Ricardo....If you have plastic-looking Urethane bushings in your torsion tubes, rather than needle bearings, at the junction of the trailing arms, then they SHOULD have been lubricated with special grease when they were assembled and shouldn't need anything further for several years at least. Also, they won't have any grease nipples on the torsion bar tubes.

If, on the other hand, you can be certain that your torsion tube/trailing arm assemlies have needle bearings, then you'll have to find the dimples in the torsion tubes where the grease nipples are supposed to be , drill the dimples out and insert grease nipples and pump in some grease.
To clarify my post....
If you have the red bushings they are urethane and without needle bearings ....and yes, they should have been installed with a special semi clear grease.( same type of grease is used on red urethane sway bar bushings).
Black bushings are the stock ones that have the needle bearings
Inside of the beam where the flat stock torsion bars are located should have grease in the axle beam to keep the bars lubricated as well as the needle bearings.
This is an update: First of all; I'm such a dumbsh*t...I went to my favorite VW shop and bought the four fittings along with some other parts this morning. Got under the car to install them and found out that the fittings were there; I was just looking at the wrong locations....so much for being on top of things. Anyway, I was finally able to put grease in all of them. There was one, though, at the lower tube on the driver's side that was unreachable with the grease gun because the bumper bracket on that side was too close. I had to use some "persuasion" (read unbolt the two c clamps and bang the hell out of the bracket)to give it enough space for the grease gun tip to fit. Finally did it....Thanks again for your insight, which, as always, is invaluable.
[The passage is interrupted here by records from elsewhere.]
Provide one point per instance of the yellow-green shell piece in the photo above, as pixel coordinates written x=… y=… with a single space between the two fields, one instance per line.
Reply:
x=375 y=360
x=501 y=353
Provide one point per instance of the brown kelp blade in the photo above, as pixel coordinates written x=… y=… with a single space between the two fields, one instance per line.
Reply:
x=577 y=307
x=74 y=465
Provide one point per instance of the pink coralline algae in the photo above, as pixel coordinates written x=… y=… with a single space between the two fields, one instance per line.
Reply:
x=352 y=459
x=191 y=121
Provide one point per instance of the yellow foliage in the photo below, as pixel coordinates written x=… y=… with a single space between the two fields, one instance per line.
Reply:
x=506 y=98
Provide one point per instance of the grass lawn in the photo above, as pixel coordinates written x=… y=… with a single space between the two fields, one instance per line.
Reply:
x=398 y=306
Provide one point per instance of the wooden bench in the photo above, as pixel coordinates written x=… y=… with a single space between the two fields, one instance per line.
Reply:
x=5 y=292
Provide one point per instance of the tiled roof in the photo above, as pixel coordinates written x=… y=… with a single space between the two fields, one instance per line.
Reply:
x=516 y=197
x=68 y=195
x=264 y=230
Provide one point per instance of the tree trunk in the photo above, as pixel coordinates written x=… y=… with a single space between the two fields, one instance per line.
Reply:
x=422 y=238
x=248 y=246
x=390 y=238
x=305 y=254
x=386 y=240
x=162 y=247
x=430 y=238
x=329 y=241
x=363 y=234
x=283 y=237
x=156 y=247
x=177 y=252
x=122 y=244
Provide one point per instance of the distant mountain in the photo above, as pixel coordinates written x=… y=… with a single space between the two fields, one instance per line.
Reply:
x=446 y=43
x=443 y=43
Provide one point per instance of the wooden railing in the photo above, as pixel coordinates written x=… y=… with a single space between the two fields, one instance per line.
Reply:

Ricardo: If you have a NAPA store there (or a good equivalent that the local mechanics go to or a Sears Roebuck tool department) you can buy a "grease needle". Looks like a huge hypodermic needle with a grease fitting on the back end. You push it onto your grease gun hose fitting and then push the needle end firmly onto/into the zero-clearance grease fitting you're trying to get to and pump it full of grease. These needles are specifically made for no-clearance fittings and work like a charm.